10 dakikalık bir filmin yılın en iyi Kısa Film unvanı kazandığı ve sinemada gösterime gireceği açıklandı. Filmi merak edip izlemeye gelen büyük bir kalabalık toplandı. Seyirciler salona girdi ve film oynamaya başladı ama bir gariplik vardı.

Film başlayalı 6 dakika olmasına rağmen ekranda aynı sahne vardı, kamera açısı sadece bir odanın tavanını gösteriyordu. 7.dakikada aynı sahnede bir değişiklik olmadan geçince seyirciler şikâyet etmeye başladılar ve bazıları zamanını kaybettiğini söyleyerek salondan ayrılmak istedi. Aniden kamera açısı tavandan yere indi ve omurilik felci, tamamen engelli yatağa uzanmış bir kadın görüldü…

Ve şu cümle yazılıydı:

“Bu engelli kadının hayatının her saatinde gördüğü sahnenin sadece 8 dakikasını size sunduk ve siz buna 8 dakika bile katlanamadınız!"

Hayatınızın her saniyesinin değerini bilin...

***

VASİYET

Hz. Ebu Bekir R.A. vefat edeceği zaman, kendisinden sonra halifelik vazifesini yüklenecek olana verilmek üzere vasiyet ettiği bir testi bıraktı.

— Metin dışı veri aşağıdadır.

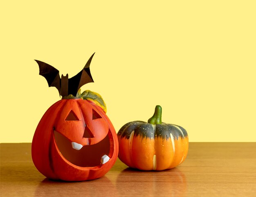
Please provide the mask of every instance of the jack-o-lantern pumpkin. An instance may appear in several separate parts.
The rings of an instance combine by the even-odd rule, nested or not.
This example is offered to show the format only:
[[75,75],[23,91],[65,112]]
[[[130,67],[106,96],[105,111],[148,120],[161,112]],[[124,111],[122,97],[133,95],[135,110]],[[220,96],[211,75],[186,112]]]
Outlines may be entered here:
[[[43,116],[32,143],[35,166],[50,179],[70,181],[97,179],[107,173],[117,159],[117,136],[106,114],[105,103],[97,93],[86,91],[81,94],[78,90],[83,84],[93,82],[89,69],[93,56],[78,77],[68,80],[64,77],[63,80],[63,75],[60,80],[58,78],[59,86],[55,85],[56,80],[49,80],[50,75],[51,79],[56,78],[57,75],[52,74],[55,69],[37,61],[40,74],[46,78],[49,86],[60,86],[59,92],[62,96]],[[75,87],[78,89],[70,90],[75,82],[80,83]],[[75,96],[70,94],[75,92],[78,92]]]
[[144,170],[171,169],[182,163],[189,149],[186,131],[162,122],[162,108],[155,107],[148,122],[133,121],[117,133],[119,157],[127,166]]

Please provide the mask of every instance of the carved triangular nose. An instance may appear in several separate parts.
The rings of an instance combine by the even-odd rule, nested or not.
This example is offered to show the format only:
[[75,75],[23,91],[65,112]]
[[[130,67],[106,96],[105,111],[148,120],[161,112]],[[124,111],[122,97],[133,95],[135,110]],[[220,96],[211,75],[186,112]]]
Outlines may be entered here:
[[84,132],[83,133],[83,137],[84,137],[85,138],[91,138],[92,137],[94,137],[94,136],[93,135],[93,134],[92,134],[92,132],[88,128],[87,128],[86,126],[85,128],[84,129]]

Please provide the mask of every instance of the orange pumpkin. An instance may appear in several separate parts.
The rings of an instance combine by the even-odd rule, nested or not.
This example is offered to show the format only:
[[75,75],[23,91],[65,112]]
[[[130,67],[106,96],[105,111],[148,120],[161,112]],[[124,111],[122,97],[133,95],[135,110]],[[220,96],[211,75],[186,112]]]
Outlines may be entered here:
[[162,122],[157,106],[148,122],[134,121],[117,133],[118,157],[127,166],[145,170],[161,170],[180,165],[186,158],[189,139],[182,127]]
[[[54,69],[47,66],[48,70]],[[45,76],[50,74],[47,73]],[[85,75],[79,77],[87,80],[83,78]],[[62,88],[64,82],[68,86],[66,79]],[[68,92],[63,90],[60,93]],[[106,107],[104,111],[93,102],[84,100],[94,100],[92,95],[97,99],[97,105],[104,104],[97,94],[87,91],[81,95],[79,91],[76,96],[63,95],[40,120],[32,142],[32,158],[37,169],[47,177],[70,181],[95,179],[115,164],[118,153],[117,134],[106,114]]]

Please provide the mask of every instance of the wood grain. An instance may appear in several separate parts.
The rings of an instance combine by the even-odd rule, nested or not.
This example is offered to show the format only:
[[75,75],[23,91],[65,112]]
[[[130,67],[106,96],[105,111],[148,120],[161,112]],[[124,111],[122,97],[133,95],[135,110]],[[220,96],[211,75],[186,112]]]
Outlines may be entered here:
[[34,167],[31,144],[1,144],[1,196],[255,196],[256,143],[189,143],[180,166],[159,172],[128,168],[119,159],[104,177],[67,182]]

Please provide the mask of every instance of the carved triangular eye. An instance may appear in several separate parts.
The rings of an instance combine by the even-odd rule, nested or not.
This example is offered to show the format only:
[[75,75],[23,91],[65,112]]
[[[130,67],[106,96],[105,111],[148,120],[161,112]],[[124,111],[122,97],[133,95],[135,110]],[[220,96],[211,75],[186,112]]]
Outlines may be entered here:
[[75,113],[74,113],[72,110],[71,110],[68,115],[66,117],[65,119],[65,121],[70,121],[72,120],[79,120],[79,119],[76,116],[76,115],[75,114]]
[[101,115],[99,114],[94,109],[92,109],[92,120],[97,119],[98,118],[101,118]]

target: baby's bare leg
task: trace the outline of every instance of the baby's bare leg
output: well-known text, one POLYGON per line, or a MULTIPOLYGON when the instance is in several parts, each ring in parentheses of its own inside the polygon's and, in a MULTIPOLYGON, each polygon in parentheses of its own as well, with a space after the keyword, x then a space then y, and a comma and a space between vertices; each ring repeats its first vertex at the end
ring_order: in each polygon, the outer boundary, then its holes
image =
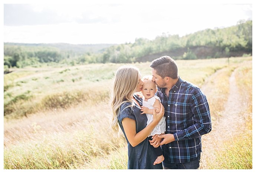
POLYGON ((164 161, 164 156, 161 155, 160 156, 158 156, 157 158, 157 159, 155 159, 155 162, 153 164, 155 165, 155 164, 159 164, 159 163, 161 163, 163 161, 164 161))

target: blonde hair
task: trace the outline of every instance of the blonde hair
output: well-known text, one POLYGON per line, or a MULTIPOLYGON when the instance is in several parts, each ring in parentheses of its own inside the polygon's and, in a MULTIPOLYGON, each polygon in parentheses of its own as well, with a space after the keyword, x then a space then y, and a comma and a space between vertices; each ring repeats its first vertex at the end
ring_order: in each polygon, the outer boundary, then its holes
POLYGON ((152 81, 152 76, 151 75, 146 75, 143 77, 141 79, 143 82, 143 83, 146 83, 147 82, 152 82, 154 83, 155 86, 155 88, 157 88, 157 85, 155 84, 155 83, 152 81))
POLYGON ((141 77, 138 69, 132 66, 122 66, 116 71, 112 92, 111 108, 113 114, 111 120, 111 127, 116 132, 119 131, 117 116, 120 106, 125 102, 131 103, 132 106, 132 95, 141 77))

Hz. Ömer halife olunca testiyi ona verdiler.

Halife testiyi kırdırttı.

İçinden küçük küçük paracıklar ve bir mektup çıktı.

Mektupta şunlar yazıyordu;

“Bu paralar, bana verilen maaştan arta kalanlardır. Ben Medine’nin en fakirini kendime ölçü kabul etmiştim. (ona göre yaşadım) Artan miktarı bu testiye koydum. Bunlar hazinenin malıdır.”

Hz. Ömer mektubu okuyunca ağlamaya başladı.

Hem ağlıyor, hem de şöyle diyordu:

“Kendinden sonrakilere çok ağır bir yük bıraktın Ya Ebu Bekir!”

 ***

ÖZGÜRLÜK

"Bizde" yani insanın olduğu her yerde ve tüm konularda bu böyle..!

Çünkü; “Herkes kendi fikrinin özgürlüğünü istiyor fikir özgürlüğü değil."